Folha de S. Paulo


Técnicos do IBGE se 'rebelam' após saída de diretora e paralisação de pesquisa

Diante da saída da diretora de Pesquisas do IBGE, Marcia Quinstlr, que pediu exoneração do cargo, 18 coordenadores e gerentes estratégicos ligados à diretoria ameaçam deixar cargos se a decisão de interromper a divulgação da Pnad Contínua não for repensada.

Em carta ao conselho diretor do IBGE, o grupo disse ser "inaceitável" a reprogramação do calendário de divulgação dos resultados da pesquisa, o que resultou no pedido de exoneração da diretora, contrária à mudança.

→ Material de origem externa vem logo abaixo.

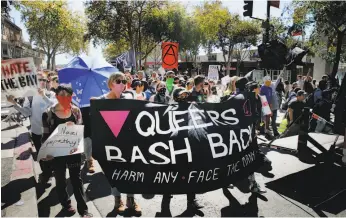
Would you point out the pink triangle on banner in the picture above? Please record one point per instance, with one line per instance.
(115, 120)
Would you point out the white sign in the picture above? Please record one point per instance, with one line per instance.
(265, 106)
(257, 75)
(18, 77)
(65, 140)
(213, 72)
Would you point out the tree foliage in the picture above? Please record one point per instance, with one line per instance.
(235, 36)
(329, 27)
(120, 24)
(53, 28)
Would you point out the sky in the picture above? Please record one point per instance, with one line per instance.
(234, 6)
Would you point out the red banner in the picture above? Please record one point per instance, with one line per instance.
(170, 55)
(275, 4)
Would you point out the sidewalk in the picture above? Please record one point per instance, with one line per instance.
(18, 197)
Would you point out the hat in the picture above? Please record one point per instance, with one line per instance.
(301, 93)
(267, 78)
(177, 94)
(137, 82)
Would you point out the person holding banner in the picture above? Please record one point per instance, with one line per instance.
(117, 84)
(33, 107)
(160, 96)
(65, 112)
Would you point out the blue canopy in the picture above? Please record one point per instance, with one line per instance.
(87, 77)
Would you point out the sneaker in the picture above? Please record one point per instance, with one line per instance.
(256, 188)
(119, 205)
(87, 215)
(69, 210)
(91, 167)
(132, 205)
(193, 205)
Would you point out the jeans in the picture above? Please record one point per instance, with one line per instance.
(73, 163)
(273, 119)
(116, 193)
(87, 148)
(46, 166)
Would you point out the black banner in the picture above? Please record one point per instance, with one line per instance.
(144, 147)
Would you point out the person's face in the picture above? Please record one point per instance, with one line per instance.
(301, 98)
(267, 83)
(42, 82)
(55, 83)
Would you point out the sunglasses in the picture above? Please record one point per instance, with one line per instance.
(118, 81)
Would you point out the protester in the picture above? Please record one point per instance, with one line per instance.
(197, 94)
(300, 81)
(189, 85)
(65, 113)
(33, 107)
(295, 110)
(139, 87)
(160, 96)
(214, 97)
(267, 91)
(151, 89)
(231, 89)
(116, 85)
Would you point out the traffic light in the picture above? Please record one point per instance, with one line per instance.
(248, 8)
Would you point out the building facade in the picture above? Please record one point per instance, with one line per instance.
(13, 46)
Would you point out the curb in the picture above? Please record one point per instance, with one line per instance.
(21, 190)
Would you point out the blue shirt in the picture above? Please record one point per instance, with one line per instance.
(268, 92)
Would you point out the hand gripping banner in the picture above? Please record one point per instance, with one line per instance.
(170, 56)
(144, 147)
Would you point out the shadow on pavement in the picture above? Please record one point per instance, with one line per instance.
(51, 200)
(98, 187)
(235, 209)
(11, 193)
(321, 187)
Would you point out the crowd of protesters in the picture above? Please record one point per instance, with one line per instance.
(53, 106)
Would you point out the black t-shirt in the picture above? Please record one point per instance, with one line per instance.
(297, 107)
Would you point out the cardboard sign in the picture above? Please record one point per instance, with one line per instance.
(170, 58)
(265, 106)
(145, 147)
(213, 72)
(18, 77)
(64, 141)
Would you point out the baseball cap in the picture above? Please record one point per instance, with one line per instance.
(301, 93)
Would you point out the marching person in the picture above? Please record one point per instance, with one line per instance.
(33, 107)
(64, 112)
(117, 84)
(160, 96)
(197, 93)
(139, 86)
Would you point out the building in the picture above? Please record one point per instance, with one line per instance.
(11, 39)
(13, 46)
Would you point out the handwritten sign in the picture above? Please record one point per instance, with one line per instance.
(213, 72)
(65, 140)
(18, 77)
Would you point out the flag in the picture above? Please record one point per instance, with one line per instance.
(125, 60)
(170, 55)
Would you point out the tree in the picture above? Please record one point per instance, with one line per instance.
(120, 21)
(329, 21)
(53, 28)
(173, 23)
(234, 36)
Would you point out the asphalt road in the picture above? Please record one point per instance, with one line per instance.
(294, 190)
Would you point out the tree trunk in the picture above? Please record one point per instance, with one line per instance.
(53, 62)
(49, 57)
(337, 55)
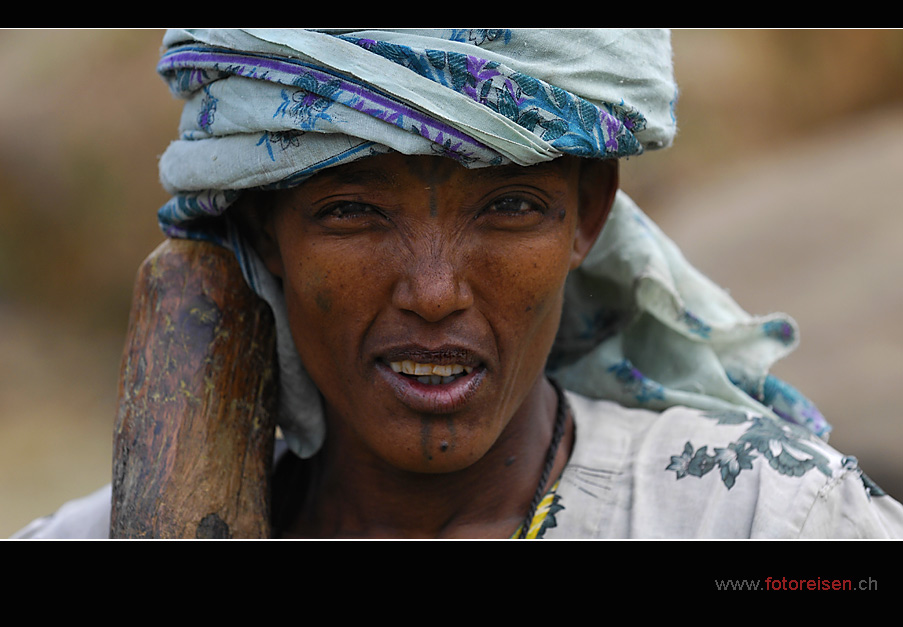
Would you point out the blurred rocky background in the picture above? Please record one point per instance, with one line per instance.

"Tal decisão torna-se ainda mais grave por ter sido tomada sem consulta à equipe técnica, e apesar de a diretora de pesquisas ter se manifestado contrariamente à suspensão da divulgação, em 2014, dos resultados da Pnad Contínua", diz a carta.

No texto, o grupo pede para o conselho diretor "rediscutir e rever a posição tomada, ouvindo a equipe técnica responsável". Se isso não ocorrer, dizem, é "insustentável" que permaneçam em seus cargos.

EXONERAÇÕES

Além de Quinstlr, a coordenadora da Escola Nacional de Estatísticas e integrante do conselho diretor do IBGE, Denise Britz do Nascimento Silva, também discordou da decisão do colegiado e pediu exoneração.

Quinstlr não concordou com a suspensão da apresentação dos dados da nova pesquisa que mede, em nível nacional, a situação dos principais indicadores do mercado de trabalho.

Ela era a mais importante diretora do IBGE, responsável pelo planejamento e execução de todas pesquisas –o IBGE faz cerca de 180 divulgação ao ano.

A presidente do instituto, Wasmália Bivar, disse, mais cedo à Folha, que Quinstlr e Silva acharam que a suspensão das divulgações "era um remédio muito duro".

A presidente reconheceu que foi um "erro" divulgar primeiro "para o público externo", a imprensa, no caso, antes de discutir a questão de modo mais amplo com os técnicos do IBGE. Mas defendeu a iniciativa porque a questão era urgente e relevante.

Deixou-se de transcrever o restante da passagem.